A U.S. SUPREME COURT ruling last week is causing some to raise the ominous - but questionable - prospect of thousands of Mexican long-haul trucks belching emissions as they lurch hazardously down U.S. byways.
The ruling clears the way for U.S. and Mexican trucks, under the North America Free Trade Agreement, to carry loads into each other's nations - ending one of the last major barriers to fulfilling NAFTA. Trans-border trucking was to begin in the 1990s, but it was held up by the Clinton administration and then by the lawsuit that rode on environmental and safety fears about the older, less-regulated and more-polluting Mexican truck fleet.
The outcome may be a lot less dire than some predict:
Trans-border trucking is apt to develop fairly slowly; officials in Texas, the initial destination for most Mexican trucks, expect fewer than 500 long-haulers the first year.
Mexican long-haul firms crossing the border will face U.S. regulatory audits; trucks and drivers will have to meet U.S. license, safety, operating and insurance tests. More such inspections await at the border.
Opening the border to long-haulers should end much of the current "drayage" system by which short-haulers ferry trailers across the border, where they're transferred within 20 miles to domestic long-haulers. This ought to improve border-town safety and pollution, because Mexico's drayage fleet is twice is old as its long-haulers.
Mexico's long-haul fleet is only two years older than the U.S. fleet (7 years to 5 years); the trucks are built to U.S. manufacturing standards, which are to dramatically tighten in a few years. Experts say financial risks would discourage Mexican firms from trying to deliver costly goods on long-haul routes in run-down rigs.

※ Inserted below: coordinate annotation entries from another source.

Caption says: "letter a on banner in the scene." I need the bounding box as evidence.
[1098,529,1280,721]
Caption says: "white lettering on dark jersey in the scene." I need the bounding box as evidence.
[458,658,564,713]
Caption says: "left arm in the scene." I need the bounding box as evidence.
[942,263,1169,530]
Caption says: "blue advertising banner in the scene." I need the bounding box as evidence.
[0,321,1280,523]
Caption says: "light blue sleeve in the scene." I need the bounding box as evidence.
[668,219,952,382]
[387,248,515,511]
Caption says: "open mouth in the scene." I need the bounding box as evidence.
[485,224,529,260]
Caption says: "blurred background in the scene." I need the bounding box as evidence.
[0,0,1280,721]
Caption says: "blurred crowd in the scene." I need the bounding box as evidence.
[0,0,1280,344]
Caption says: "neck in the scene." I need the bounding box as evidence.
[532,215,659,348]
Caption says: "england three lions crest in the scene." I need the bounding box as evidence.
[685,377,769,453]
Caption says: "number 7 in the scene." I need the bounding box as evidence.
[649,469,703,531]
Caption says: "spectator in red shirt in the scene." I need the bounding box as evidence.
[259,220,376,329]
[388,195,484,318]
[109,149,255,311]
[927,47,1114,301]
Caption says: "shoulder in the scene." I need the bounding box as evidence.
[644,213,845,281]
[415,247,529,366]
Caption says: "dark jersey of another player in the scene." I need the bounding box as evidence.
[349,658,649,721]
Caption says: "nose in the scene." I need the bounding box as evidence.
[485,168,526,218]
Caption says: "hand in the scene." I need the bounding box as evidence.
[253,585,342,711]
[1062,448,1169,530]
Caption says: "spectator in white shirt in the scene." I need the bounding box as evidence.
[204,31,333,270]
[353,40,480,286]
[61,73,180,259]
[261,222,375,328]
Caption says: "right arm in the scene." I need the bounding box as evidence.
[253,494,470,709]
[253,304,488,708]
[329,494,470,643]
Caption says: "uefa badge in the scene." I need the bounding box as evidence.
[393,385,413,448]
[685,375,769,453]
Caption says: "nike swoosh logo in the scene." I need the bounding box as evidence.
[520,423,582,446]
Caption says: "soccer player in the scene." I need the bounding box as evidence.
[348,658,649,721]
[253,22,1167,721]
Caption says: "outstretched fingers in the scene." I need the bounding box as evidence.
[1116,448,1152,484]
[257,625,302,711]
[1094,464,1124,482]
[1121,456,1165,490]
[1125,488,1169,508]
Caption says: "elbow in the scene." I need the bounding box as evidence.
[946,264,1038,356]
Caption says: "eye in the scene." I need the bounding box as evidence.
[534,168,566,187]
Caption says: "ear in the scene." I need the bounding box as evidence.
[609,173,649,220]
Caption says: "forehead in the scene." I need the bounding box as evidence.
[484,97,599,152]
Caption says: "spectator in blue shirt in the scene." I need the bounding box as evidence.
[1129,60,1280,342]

But a lot more pollution remains likely from the older Mexican long-haul fleet. California, the only state to test heavy-duty truck emissions, has found that Mexican trucks fail at twice the rate of U.S. trucks. The solution is for the other three border states - Arizona, New Mexico and Texas - to also set up emissions tests and stiff fines for all big trucks, U.S. and Mexican.
If and when the first Mexican truck causes a major accident on a U.S. road, there will no doubt be outcries. But there's a lot to gain. U.S. long-haulers can expand their routes into Mexico. Mexican producers can better capitalize on their one major advantage over such cheaper producers as China. Both sides ought to see savings.
In the end, U.S. road safety and air quality will benefit if this leads to more thorough and rigorous tests of all trucks, Mexican and U.S., starting in the American Southwest. Any standard can be required of Mexican trucks and drivers, just as long as the same is required of all U.S. trucks and drivers.